"Skirmish Beneath The Streets!"
Words by Len Wein.
Art by Ross Andru/John Romita.
Lettering by John Costanza.
Colours by Glynis Wein.
Symbolism. You can find it everywhere. Spider-Man flings his clone into an incinerator, and the last trace of the Jackal storyline's consigned to history. Despatched too with that deed is the Gerry Conway era that spawned it because, after thirty nine issues, the writer's gone for good.
And he'll be missed.
He had many flaws; a total disregard for anything that resembled logic, a love of ludicrous plot developments and a tendency to change his cast's characterisation to suit his story's whims, but he also captured a sense of those characters as real flesh and blood people, as well as pushing the strip in new directions, introducing a harder, more modern edge and revitalising it with the aftermath of Gwen Stacy's death.
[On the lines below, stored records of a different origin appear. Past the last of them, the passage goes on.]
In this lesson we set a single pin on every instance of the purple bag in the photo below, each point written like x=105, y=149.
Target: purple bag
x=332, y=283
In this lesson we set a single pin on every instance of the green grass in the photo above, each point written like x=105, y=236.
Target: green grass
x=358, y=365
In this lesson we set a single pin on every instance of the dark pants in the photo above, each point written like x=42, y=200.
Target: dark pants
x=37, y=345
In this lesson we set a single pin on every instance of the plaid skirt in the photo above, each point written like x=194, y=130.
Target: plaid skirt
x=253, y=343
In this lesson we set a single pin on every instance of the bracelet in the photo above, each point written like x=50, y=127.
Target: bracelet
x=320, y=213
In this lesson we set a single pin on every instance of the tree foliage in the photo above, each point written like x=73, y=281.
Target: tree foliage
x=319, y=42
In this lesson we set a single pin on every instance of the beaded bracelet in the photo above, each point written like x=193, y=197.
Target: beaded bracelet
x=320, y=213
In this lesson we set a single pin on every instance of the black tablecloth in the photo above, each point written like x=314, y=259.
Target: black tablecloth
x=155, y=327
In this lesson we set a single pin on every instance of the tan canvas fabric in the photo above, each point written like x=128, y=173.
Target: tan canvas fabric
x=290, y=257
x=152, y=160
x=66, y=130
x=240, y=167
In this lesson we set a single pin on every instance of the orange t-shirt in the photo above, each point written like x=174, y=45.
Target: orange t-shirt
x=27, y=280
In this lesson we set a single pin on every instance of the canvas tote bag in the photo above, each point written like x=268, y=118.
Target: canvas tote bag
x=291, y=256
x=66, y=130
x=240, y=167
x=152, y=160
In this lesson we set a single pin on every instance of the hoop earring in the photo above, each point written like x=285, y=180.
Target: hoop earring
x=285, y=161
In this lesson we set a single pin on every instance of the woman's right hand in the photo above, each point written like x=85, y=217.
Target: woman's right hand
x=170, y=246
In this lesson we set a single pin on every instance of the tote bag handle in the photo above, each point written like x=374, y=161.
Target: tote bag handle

It's amazing to think that, at this point in the title's history, a full thirteen years after Spider-Man's creation, the odd guest slot aside, the strip had had just two writers. Maybe that explains its surprising level of consistency and readability over such a long period. Or maybe it was just something inherent in the character and the set-up.
Regardless, right from the start of this tale, we're promised a new era, with Len Wein in charge.
And how have things changed in this new era?
Well, not a lot. In fact, it's a month for the return of familiar faces, with John Romita helping Ross Andru on the art chores, Harry Osborn back from the sanitorium and the the Shocker zapping things for no good reason. Not only that but we get the return of a familiar trope as Peter Parker can't go to a party without having to sneak away to deal with trouble. It seems like Wein was determined to make the "new era" as reassuringly familiar as he could - or maybe he just wanted to have fun playing with as much of the established train set he'd just inherited as he could. Either way, it's not yet a new era. It's business as usual and, bearing in mind the mostly classic status of what's gone before, who's really going to complain about that?
Despite the return of the Shocker - who happens to be one of my favourite villains despite never quite making the major leagues - centrepiece of the tale is actually J Jonah Jameson and his attempts to play host to Ned and Betty's engagement party. Needless to say, it's a task he's completely unsuited for as he orders his guests to drink nothing but Dr Pepper's and bans them from playing his records - and even sitting down. The other standout moment is Peter Parker changing into Spider-Man while hanging from a helicopter. Both are reminders that, even in a super-hero book, a scene doesn't have to be about action to grab you.